For this week’s Whiteboard Wednesday, we have Rick Veenstra, the leadership development catalyst for Luminex share with us the 2 basic characteristics in being a successful leader for the Church.
In Jim Collins landmark book Good to Great, he identified two basic characteristics that enable leaders to lead effective and successful companies for a sustained period of time. As Christian leaders, we too can apply these characteristics in our leadership.
First, these leaders have a deep sense of personal humility, and second, they have an unshakable will regarding the mission, vision, and values of the company (or in our case, the congregation or the Christian organization we are leading).
Our culture has a bias toward charismatic leaders. But research shows that effective leadership is not dependent on a “larger than life” personality. In fact, all the leaders of the eleven “good to great” companies were not well known people.
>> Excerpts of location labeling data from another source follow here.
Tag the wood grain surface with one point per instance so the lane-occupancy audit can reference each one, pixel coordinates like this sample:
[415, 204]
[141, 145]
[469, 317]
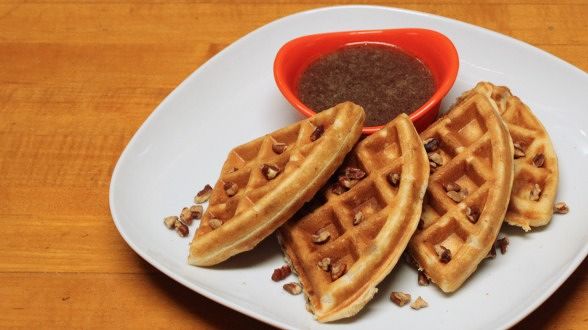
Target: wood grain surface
[77, 79]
Rather, they were people who demonstrated personal humility and an unshakable will and commitment to the purposes of their company. This is a very delicate area, because we are not against charismatic leadership. In fact, some charismatic, larger than life leaders like Bill Hybels have been a tremendous influence on countless people and churches.
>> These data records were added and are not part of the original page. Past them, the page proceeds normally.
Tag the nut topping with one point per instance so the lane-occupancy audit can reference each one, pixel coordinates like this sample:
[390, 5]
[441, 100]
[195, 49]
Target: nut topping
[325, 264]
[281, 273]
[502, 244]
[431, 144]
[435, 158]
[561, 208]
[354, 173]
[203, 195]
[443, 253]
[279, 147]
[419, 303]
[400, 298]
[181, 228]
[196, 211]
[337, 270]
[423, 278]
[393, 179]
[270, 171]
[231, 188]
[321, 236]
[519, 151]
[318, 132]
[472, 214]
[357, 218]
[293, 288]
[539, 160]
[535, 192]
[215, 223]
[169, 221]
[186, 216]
The issue is not personality, whether the leaders is an introvert or extrovert. The issue is whether or not the leader is humble. Over the years we have noticed that arrogance in a Christian leader is generally accompanied by ineffective leadership. Sometimes it precedes a fall for that leader, in terms of that leader’s character or the way in which the leader conducts himself. This is not surprising for Christians, given that the Bible is filled with examples. Think about Peter, who was bold, confident and sure of himself, but failed when the rubber met the road. Peter denied Jesus three times, but later on, as a failed but forgiven disciple of Jesus, he served as a leader of the church and an apostle for decades to come.
So the issue is not personality, but humility … and an unshakable will to the task, the calling that is before a leader. Ultimately it is steadfast commitment to the mission, vision and values of the organization or congregation we are leading.
How are five-star leaders developed in our churches and ministry organizations? Through leaders who are humble and have an unshakable commitment to what matters most.